Some now are questioning the advisability of using GRIP in 2007 for two reasons. First, premiums will be much higher in 2007. A GRIP product that cost between $20 and $25 in 2006 will cost in the $40 to $45 range in 2007. Second, GRIP made payments in few counties in 2006, causing some to question whether GRIP will make payments in 2007.

The structure of GRIP has not changed between 2006 and 2007. In most Illinois counties, GRIP in 2007 will be expected to pay out more in indemnity payments than farmers pay in premiums. However, GRIP will provide less risk protection than farm-level products, as has been the case in previous years.

By design, indemnity payments from GRIP should exceed farmer paid premiums. When the Risk Management Agency (RMA) sets premiums on multi-peril insurance policies, the goal is to obtain a loss ratio near 1.0. This target is expected to be achieved over time. In any given year, loss ratios will vary from the target, depending on yield and price conditions. A loss ratio equals indemnities paid divided by total premiums.

If a loss ratio of 1.0 is obtained over time, this means that indemnities equal total premium.

Farmers do not pay total premiums on the crop insurance products. Multi-peril crop insurance is subsidized based on a schedule set in the Agricultural Risk Protection Act of 2000. At a 90% coverage level, GRIP's subsidy is 55%. This means that farmers pay 45% of the total premium while the Federal government pays 55% of the total premium.

Target loss ratios based on farmer-paid premiums can be calculated. At a 90% coverage level, the farmer-paid loss ratio should be 2.2 ($1 in payments/$.45 in farmer-paid premiums) given that target 1.0 loss ratios using total premiums is obtained. This means that farmers should expect to receive 2.2 in payments for every dollar of premium.

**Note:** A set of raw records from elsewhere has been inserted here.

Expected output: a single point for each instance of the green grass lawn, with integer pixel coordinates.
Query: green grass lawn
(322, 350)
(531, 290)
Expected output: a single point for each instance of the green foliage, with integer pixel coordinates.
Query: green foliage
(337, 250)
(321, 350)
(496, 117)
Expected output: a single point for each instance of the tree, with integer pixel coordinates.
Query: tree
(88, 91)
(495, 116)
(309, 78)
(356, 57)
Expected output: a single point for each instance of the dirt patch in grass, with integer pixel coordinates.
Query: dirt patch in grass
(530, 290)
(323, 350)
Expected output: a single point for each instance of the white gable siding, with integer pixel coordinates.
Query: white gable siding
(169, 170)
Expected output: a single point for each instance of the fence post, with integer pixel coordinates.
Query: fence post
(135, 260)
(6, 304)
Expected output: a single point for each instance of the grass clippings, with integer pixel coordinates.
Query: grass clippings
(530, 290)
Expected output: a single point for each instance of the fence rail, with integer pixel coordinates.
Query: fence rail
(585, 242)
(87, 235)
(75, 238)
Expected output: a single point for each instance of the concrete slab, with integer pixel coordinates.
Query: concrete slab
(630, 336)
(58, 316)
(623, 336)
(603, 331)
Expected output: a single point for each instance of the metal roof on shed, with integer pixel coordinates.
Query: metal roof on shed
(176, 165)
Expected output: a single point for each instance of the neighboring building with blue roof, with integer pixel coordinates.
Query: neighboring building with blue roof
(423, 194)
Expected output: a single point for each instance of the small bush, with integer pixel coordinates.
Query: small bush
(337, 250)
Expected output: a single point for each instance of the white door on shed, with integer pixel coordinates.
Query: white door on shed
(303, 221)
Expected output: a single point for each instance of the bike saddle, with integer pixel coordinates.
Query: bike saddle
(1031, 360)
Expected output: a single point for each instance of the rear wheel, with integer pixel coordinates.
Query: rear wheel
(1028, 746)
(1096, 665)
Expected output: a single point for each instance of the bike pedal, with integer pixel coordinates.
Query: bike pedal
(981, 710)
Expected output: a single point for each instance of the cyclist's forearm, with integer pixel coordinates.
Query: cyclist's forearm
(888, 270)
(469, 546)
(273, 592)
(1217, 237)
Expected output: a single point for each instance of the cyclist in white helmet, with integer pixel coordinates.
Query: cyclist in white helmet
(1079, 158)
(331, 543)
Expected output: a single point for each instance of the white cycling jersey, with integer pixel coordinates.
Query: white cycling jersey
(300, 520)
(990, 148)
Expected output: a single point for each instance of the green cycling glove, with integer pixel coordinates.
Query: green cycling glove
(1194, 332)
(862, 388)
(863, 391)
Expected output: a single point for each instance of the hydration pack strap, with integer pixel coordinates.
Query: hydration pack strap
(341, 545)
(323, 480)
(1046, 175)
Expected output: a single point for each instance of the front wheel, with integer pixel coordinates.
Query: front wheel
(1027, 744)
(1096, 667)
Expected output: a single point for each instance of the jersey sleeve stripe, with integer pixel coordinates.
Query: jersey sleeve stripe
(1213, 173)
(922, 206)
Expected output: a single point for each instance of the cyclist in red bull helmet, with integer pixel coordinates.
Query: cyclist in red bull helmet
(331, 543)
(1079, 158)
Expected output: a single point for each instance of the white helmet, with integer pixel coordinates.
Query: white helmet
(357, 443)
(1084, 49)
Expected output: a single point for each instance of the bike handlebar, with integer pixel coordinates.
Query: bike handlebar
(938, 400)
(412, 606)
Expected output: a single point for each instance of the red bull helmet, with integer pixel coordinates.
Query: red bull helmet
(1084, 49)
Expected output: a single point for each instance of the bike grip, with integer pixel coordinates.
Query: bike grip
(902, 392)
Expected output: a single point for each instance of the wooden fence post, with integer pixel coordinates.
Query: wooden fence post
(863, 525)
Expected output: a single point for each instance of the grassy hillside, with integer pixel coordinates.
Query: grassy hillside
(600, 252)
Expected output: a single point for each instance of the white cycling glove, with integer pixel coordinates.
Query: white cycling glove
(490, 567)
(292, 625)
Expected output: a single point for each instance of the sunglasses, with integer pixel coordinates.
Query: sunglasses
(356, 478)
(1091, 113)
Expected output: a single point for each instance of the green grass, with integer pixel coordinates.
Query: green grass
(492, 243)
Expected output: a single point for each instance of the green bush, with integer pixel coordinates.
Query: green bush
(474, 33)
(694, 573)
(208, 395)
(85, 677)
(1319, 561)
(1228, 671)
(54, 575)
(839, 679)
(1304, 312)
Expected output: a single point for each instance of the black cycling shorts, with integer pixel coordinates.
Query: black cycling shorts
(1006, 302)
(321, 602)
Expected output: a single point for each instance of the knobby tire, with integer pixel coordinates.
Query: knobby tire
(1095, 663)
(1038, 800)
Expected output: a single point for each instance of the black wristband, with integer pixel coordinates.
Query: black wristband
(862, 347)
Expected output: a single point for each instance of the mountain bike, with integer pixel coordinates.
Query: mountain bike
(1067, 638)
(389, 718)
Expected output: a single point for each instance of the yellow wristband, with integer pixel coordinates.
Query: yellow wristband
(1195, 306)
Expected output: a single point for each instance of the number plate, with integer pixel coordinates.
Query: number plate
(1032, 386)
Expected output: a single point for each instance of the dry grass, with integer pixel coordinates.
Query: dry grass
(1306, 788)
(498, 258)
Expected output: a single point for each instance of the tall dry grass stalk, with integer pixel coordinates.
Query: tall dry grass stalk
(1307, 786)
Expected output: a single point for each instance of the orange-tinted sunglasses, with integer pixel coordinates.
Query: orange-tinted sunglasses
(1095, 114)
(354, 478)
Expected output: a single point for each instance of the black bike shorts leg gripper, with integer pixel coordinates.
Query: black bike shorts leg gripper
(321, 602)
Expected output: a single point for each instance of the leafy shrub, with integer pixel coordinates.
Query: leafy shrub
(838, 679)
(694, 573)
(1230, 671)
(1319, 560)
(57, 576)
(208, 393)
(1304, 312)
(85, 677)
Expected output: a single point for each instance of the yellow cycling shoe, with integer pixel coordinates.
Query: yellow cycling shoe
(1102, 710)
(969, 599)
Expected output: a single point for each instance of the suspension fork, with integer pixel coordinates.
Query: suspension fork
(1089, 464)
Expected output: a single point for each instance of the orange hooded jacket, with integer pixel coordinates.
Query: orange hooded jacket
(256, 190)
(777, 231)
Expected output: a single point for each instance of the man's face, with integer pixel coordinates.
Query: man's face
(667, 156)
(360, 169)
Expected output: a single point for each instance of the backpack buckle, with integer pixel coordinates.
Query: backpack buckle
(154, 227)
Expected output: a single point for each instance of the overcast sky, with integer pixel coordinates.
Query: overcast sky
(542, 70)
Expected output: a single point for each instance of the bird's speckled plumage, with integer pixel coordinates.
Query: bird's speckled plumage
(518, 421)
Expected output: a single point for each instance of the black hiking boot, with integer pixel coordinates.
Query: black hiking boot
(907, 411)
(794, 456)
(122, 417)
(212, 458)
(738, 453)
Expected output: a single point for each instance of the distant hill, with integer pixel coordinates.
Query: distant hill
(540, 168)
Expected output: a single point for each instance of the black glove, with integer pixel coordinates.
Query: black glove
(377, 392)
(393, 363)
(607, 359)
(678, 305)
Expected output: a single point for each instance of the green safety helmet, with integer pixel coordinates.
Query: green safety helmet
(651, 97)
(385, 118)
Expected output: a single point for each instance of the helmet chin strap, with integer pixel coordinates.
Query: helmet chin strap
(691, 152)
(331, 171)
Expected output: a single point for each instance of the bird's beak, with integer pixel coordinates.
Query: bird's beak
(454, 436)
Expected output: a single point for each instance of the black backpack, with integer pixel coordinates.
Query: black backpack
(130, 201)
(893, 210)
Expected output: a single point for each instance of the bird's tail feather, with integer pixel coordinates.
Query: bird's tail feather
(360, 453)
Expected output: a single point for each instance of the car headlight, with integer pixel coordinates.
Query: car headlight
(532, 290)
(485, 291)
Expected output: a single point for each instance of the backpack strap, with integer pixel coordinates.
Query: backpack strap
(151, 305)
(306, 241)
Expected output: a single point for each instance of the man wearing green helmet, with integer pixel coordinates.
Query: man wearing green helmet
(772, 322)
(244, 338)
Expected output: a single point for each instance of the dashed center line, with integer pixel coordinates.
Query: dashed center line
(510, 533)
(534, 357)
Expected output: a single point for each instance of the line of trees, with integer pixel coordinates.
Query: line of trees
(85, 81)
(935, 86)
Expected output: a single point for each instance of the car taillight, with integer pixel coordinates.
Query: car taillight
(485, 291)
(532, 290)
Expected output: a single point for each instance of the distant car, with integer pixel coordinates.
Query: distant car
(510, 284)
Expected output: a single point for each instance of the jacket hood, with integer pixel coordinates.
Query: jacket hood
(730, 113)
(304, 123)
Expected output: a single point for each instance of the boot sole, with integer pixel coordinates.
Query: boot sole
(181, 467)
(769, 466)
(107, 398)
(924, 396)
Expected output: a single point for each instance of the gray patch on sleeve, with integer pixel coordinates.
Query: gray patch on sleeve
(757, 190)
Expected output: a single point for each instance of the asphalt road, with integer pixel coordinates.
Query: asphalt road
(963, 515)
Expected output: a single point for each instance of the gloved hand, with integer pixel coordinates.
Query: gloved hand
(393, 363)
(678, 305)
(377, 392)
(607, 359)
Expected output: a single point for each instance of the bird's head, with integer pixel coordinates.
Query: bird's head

Suppose that the premium is $40 per acre. Over time, the farmer should expect to average $88 in payments for the GRIP policy at a 90% coverage level ($88 = $40 premium x 2.2).

Note that all multi-peril crop insurance products; including Actual Production History (APH), Crop Revenue Coverage (CRC), Income Protection (IP), and Revenue Assurance (RA); should have farmer-paid loss ratios exceeding 1.0. Actual experience in Illinois indicates that farmers have paid more into APH, CRC, IP, and RA than they have received back in payments. This fact does not indicate a rating problem with GRIP. It may indicate that premiums are too high for APH, CRC, IP and RA.

In terms of expected performance, GRIP in 2007 does not differ markedly from previous years. Choice of GRIP over other farm-level products should be based on similar criteria as in previous years:

  • Risk position
    Farmers in more vulnerable positions should choose farm-level products over GRIP.
  • Farm yields tracking county yields
    Farms whose farmland more closely tracks county yields will have GRIP payments more highly correlated with farm-level experience, thereby enhancing the risk protection offered from GRIP.